The step-by-step instructions will help you make this fish masala curry perfectly the first time and every single time.

Close-up view of tomato fish curry, Mangalore style.

Video

What You’ll Need For Mangalorean Fish Curry

(You can find the exact measurements and instructions in the printable recipe card at the end of this page.)

Labelled ingredients for Mangalorean fish curry
  • Fish: I’ve used mackerel here, but any fish is fine. (Use even the cheapest fish and transform it into the yummiest Mangalore fish curry.) Pomfret (black or white), haddock, snapper, catfish, anything works here.
  • Spices:
    • Whole spices: Fenugreek, cumin and peppercorns blended into the masala give this tomato fish curry its characteristic “Mangalorean” flavor. You can substitute them with the ground versions (use half the quantities). In case you didn’t know, fenugreek is a spice that has a tangy bitter flavor, but tastes awesome when cooked with other spices.
    • Ground spices: Basic spices for a curry– chilli powder (or cayenne pepper) for the heat, along with coriander and turmeric.
  • Coconut oil: Another must-have ingredient for this curry recipe. You can use other vegetable oils, but the taste will definitely not be the same.
  • Grated coconut: You can either extract coconut milk from fresh coconut or use store-bought coconut milk. Buy the one with no added sugar.
  • Tamarind: The quantity specified is for the tamarind available at Indian stores (in the form of a block). I haven’t tried the curry with any other form of tamarind. (If you did, please let me know in the comments section!)
  • Ginger garlic paste: If you’re not used to making ginger garlic paste at home, grate equal amounts of fresh ginger and garlic (1 teaspoon each). Or finely chop and add (use 3 garlic cloves and a 1-inch piece of ginger). We’re anyway going to blend them with the other ingredients.

How To Make Mangalore Fish Curry: Step by step

1. Season The Fish

Mix turmeric, chili powder, salt, and lemon juice.

Chop the fish into half or about 2-inch pieces and toss with the seasoning. Keep it aside to marinate while you prepare the rest.

2. Soak Tamarind

Tamarind soaked in water in a white bowl.

Soak tamarind in hot water for about 10 minutes.

3. Blend Fish Masala

Place chopped onions, ginger garlic paste, and all the spices (whole and ground) in a blender jar.

Blend until you get a very smooth paste.

4. Make Tomato Paste

Puree the tomatoes. In a large bowl, mix the puree with a pinch of sugar, salt and oil. Microwave on high for 10 to 12 minutes, stirring once after 5 minutes. If the tomato paste is not thick enough, microwave for another 2 to 3 minutes.

5. Extract Coconut Milk

  • Blend fresh grated coconut with water into a coarse paste.
  • Using a strainer, squeeze out the juice from the coconut.

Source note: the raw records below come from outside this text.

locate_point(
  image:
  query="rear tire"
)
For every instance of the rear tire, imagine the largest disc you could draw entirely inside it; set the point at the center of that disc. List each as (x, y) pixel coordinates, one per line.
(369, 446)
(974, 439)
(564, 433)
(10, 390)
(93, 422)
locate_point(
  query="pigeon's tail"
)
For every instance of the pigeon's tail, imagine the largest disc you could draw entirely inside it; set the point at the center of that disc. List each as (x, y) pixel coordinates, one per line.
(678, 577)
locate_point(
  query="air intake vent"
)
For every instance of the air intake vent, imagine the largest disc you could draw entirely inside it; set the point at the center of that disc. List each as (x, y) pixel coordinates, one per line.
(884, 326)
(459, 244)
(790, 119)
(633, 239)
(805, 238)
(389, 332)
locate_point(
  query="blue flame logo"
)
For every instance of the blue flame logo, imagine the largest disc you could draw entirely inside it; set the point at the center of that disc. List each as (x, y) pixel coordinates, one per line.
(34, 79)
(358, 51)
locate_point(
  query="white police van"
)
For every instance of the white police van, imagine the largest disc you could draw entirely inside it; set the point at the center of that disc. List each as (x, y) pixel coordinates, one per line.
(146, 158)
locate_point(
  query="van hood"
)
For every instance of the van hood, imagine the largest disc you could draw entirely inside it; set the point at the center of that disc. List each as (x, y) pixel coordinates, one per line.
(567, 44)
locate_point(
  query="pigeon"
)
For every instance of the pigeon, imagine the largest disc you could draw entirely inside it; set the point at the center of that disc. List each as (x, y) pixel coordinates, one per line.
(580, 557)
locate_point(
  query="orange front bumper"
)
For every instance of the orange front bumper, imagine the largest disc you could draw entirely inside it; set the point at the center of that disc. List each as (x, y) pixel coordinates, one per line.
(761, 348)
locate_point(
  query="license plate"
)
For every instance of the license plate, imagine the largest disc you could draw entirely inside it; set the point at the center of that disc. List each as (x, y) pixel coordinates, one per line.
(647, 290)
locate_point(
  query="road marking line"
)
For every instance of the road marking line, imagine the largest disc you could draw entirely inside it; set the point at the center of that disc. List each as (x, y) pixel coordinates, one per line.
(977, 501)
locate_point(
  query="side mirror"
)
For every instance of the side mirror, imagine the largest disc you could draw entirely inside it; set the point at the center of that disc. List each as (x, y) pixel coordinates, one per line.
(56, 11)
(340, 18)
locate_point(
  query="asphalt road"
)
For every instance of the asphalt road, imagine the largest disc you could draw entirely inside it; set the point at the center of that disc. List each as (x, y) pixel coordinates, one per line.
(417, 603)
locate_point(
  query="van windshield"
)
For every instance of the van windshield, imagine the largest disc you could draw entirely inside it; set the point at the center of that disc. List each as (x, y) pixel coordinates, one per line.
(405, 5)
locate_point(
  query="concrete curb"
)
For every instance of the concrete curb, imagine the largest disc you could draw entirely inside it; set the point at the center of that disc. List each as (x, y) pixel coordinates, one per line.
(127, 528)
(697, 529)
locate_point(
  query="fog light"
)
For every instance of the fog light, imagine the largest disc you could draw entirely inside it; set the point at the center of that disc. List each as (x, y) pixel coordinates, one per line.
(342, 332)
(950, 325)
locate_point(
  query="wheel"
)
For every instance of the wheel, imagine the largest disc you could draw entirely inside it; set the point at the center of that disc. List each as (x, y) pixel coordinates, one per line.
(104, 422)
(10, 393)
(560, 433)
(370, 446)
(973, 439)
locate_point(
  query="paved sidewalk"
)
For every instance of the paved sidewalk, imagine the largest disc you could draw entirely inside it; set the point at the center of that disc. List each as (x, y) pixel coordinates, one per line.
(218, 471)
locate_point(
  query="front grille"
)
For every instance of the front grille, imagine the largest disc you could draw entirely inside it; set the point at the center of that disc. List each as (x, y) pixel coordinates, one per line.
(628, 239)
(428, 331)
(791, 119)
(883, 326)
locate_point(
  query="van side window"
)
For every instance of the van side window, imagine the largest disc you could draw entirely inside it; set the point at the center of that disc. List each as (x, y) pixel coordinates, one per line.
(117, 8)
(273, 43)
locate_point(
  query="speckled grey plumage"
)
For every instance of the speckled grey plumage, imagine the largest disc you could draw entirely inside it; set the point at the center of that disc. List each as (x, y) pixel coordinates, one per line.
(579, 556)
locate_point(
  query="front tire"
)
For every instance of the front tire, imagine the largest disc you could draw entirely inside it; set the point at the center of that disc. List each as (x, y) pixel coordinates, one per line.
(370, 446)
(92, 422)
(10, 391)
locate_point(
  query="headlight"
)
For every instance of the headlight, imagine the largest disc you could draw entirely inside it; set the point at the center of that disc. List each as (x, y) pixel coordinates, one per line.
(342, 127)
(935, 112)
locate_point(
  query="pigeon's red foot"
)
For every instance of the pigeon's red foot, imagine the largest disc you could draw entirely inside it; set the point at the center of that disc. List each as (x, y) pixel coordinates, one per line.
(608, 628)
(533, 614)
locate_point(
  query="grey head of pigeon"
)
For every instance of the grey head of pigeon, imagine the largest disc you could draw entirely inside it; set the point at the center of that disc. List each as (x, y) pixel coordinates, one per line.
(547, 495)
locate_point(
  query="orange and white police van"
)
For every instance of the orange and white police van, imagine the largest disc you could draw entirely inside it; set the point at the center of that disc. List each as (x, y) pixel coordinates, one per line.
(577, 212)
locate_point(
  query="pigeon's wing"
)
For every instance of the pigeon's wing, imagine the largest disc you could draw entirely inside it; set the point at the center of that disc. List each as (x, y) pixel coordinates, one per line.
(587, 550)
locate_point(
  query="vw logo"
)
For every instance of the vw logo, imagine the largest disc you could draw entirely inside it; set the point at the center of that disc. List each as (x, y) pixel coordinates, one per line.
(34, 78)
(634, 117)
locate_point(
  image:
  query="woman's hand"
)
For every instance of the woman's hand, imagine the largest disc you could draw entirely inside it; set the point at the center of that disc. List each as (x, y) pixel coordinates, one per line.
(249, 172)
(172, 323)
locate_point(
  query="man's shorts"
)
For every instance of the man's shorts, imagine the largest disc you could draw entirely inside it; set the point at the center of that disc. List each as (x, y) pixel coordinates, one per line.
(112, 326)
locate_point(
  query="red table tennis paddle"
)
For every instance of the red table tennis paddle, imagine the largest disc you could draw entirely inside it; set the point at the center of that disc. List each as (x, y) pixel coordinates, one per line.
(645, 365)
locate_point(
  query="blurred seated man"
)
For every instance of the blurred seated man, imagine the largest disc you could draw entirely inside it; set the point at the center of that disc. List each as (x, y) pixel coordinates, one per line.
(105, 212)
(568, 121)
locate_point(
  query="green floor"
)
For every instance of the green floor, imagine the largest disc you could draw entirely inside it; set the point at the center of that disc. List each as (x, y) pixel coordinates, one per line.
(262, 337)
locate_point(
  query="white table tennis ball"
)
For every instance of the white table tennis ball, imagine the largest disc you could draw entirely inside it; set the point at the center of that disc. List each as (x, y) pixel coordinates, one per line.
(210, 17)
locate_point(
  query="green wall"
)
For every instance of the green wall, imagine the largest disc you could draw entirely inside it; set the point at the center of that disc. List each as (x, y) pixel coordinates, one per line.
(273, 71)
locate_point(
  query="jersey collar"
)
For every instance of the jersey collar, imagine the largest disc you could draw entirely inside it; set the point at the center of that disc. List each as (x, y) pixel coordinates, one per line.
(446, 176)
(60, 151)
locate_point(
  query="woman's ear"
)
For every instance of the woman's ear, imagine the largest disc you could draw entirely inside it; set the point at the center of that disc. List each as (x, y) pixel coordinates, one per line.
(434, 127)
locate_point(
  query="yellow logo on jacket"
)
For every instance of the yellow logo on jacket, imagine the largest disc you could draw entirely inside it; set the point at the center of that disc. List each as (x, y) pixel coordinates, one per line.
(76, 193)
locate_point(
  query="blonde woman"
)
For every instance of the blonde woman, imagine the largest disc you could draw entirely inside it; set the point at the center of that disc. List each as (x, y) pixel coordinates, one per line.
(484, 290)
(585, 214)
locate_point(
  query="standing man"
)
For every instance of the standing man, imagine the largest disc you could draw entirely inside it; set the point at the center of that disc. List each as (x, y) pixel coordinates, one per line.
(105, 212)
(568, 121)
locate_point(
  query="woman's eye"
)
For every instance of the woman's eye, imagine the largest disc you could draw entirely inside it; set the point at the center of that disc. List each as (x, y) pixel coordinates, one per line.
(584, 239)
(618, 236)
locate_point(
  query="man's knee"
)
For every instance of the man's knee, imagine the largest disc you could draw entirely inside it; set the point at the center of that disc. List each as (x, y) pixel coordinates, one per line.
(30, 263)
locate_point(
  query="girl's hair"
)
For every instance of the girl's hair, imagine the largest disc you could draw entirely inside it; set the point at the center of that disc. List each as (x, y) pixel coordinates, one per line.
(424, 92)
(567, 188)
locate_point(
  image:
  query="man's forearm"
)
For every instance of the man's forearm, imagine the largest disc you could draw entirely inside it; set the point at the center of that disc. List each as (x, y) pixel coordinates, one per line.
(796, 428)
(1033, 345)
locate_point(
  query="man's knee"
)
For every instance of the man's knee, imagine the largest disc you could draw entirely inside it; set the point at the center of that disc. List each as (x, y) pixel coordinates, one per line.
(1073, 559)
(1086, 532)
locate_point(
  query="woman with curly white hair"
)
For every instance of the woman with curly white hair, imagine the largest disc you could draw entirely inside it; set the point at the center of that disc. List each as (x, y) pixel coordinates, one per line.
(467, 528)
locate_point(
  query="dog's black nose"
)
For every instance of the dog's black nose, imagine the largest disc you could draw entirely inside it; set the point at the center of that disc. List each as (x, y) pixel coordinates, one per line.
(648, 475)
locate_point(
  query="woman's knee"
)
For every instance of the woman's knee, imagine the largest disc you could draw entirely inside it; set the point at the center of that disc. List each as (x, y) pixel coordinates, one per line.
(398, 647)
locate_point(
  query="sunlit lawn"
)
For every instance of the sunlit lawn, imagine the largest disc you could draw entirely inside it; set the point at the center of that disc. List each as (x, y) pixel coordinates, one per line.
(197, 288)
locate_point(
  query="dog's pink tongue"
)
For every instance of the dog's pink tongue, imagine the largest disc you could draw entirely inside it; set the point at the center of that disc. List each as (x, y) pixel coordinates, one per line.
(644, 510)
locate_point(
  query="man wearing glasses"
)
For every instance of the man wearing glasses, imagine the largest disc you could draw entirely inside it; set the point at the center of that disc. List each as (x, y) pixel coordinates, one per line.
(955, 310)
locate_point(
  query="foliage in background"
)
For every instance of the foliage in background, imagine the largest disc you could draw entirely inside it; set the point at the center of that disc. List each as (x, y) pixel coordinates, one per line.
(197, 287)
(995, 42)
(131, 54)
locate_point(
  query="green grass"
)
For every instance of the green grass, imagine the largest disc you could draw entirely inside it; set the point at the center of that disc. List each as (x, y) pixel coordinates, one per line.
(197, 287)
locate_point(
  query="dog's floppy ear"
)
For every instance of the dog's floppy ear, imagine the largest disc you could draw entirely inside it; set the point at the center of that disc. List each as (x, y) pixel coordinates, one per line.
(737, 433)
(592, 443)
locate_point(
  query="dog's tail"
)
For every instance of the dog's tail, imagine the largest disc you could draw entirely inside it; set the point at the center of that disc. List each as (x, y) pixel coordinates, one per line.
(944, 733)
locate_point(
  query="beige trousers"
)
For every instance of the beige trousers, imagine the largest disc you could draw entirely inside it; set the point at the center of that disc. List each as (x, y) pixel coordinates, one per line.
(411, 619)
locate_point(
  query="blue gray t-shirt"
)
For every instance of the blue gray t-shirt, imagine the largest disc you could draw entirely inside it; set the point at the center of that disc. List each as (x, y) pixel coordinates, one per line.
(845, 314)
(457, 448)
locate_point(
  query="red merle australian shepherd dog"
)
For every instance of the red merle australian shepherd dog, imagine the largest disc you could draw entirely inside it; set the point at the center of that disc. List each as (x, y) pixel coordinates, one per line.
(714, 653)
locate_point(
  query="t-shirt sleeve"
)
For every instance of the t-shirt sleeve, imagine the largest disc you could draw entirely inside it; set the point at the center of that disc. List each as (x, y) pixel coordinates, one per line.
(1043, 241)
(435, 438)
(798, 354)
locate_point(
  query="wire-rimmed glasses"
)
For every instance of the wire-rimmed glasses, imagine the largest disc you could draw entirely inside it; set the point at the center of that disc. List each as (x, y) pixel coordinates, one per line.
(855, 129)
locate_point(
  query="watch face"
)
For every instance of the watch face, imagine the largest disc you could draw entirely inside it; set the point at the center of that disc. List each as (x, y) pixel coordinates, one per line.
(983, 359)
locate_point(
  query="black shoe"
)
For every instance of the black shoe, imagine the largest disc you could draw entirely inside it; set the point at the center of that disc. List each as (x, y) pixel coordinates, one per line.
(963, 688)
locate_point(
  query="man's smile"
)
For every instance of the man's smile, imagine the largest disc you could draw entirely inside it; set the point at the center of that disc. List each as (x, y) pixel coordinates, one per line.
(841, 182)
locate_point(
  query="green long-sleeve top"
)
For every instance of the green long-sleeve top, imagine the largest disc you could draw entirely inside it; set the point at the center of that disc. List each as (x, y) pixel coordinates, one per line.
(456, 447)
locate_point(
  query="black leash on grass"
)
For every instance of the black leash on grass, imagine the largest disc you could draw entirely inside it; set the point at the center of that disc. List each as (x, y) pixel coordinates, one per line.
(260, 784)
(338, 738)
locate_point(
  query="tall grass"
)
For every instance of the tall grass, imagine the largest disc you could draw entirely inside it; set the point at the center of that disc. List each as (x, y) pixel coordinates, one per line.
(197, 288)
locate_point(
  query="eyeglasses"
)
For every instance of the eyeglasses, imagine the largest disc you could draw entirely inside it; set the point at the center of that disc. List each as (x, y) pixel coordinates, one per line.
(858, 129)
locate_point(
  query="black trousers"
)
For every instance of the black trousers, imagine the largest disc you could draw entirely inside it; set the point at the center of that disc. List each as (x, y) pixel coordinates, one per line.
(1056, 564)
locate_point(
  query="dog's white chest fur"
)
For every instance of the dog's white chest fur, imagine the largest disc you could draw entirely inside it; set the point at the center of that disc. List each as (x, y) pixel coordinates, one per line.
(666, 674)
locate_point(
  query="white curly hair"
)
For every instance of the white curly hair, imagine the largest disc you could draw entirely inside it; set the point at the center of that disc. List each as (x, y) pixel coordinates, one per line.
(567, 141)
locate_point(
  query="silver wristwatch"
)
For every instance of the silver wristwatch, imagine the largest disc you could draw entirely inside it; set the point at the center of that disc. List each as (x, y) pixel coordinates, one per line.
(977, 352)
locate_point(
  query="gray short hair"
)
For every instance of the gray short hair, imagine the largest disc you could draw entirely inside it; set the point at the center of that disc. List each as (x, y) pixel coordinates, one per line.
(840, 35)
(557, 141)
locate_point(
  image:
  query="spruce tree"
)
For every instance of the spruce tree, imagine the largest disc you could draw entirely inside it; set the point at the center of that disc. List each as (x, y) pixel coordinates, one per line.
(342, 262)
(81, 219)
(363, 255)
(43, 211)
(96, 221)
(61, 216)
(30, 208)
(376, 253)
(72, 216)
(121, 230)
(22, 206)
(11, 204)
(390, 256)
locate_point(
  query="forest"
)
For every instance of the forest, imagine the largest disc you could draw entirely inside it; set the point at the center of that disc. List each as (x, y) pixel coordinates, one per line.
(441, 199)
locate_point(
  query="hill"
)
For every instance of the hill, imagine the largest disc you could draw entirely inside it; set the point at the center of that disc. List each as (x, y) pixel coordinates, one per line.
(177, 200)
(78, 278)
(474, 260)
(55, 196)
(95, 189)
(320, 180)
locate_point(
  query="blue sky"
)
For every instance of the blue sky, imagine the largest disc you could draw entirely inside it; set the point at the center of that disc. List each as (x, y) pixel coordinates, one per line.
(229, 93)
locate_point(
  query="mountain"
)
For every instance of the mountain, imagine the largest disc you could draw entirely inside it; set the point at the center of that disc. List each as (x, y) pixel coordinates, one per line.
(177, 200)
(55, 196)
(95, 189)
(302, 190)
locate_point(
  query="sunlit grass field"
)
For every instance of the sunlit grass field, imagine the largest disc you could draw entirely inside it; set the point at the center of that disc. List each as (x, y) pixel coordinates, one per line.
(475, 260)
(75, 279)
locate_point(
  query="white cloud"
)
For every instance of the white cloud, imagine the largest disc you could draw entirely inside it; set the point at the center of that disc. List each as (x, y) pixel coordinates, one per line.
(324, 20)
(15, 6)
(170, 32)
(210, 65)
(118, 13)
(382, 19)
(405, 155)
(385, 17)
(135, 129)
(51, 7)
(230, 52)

6. Make Mangalore-style Fish Curry

  1. Heat oil in a deep pot. Add the blended fish masala and saute on medium-high flame. Stir for about 8 to 10 minutes until the paste changes color and you get a nice aroma of cooked spices.
  2. Add the microwave-cooked tomato paste. Saute until well incorporated, for about 2 to 3 minutes.
  3. Squeeze out the juice from soaked tamarind. Add it to the pot and stir.
  4. Add water and bring it to a boil on high heat. Reduce the flame and simmer for 5 minutes.
  5. Add the marinated fish and bring it to a boil again.
  6. Simmer for 5 to 8 minutes until the fish is cooked.
  7. Add coconut milk and simmer for about 3 minutes.
  8. Garnish with curry leaves and serve with rice/ dosa/ appam or any bread of your choice.
Mackerel fish curry, Mangalorean style, in a cooking pot with a bowl of rice next to it.

Recipe Tips

  1. Ginger-garlic paste: Use fresh ginger and garlic as mentioned above. DO NOT buy the store-bought paste. The SECRET to making an amazing Mangalore-style fish curry is the FRESHNESS of the aromatics and spices.
  2. Fish masala: Blend the masala very smoothly. This is key to the CREAMY TEXTURE of the curry.
  3. Coconut milk: When you extract coconut milk, using WARM WATER to blend grated coconut gives the best results.
  4. Garnish: In addition to curry leaves, coriander leaves can also be used.
  5. Tomato paste: For making tomato paste from puree, use a large microwave-safe bowl. (The liquid might boil over or splash.) Choose a bowl such that the puree covers only half the bowl, or even less.
Mangalore style fish curry served with rice on a white plate.

Health Benefits of Fish

  • One of the healthiest foods on the planet, fish has numerous evidence-based health benefits. It is an excellent source of omega-3 fatty acids and a rich source of Vitamins D and B2.
  • Other nutrients include high-quality protein, iodine and various vitamins and minerals, being rich in calcium and phosphorus, along with iron, zinc, iodine, magnesium and potassium.
  • That’s why eating fish may lower your risk of heart attacks and strokes. It is also essential for the development of the brain and eyes.
  • Regular consumption of fish is known to reduce the decline in brain function due to aging, prevent and treat depression, reduce the risk of autoimmune diseases, prevent the risk of asthma in children, protect your vision in old age and may improve sleep quality.
  • And what’s more, fish is delicious and easy to prepare!

(Source)

Looking For More?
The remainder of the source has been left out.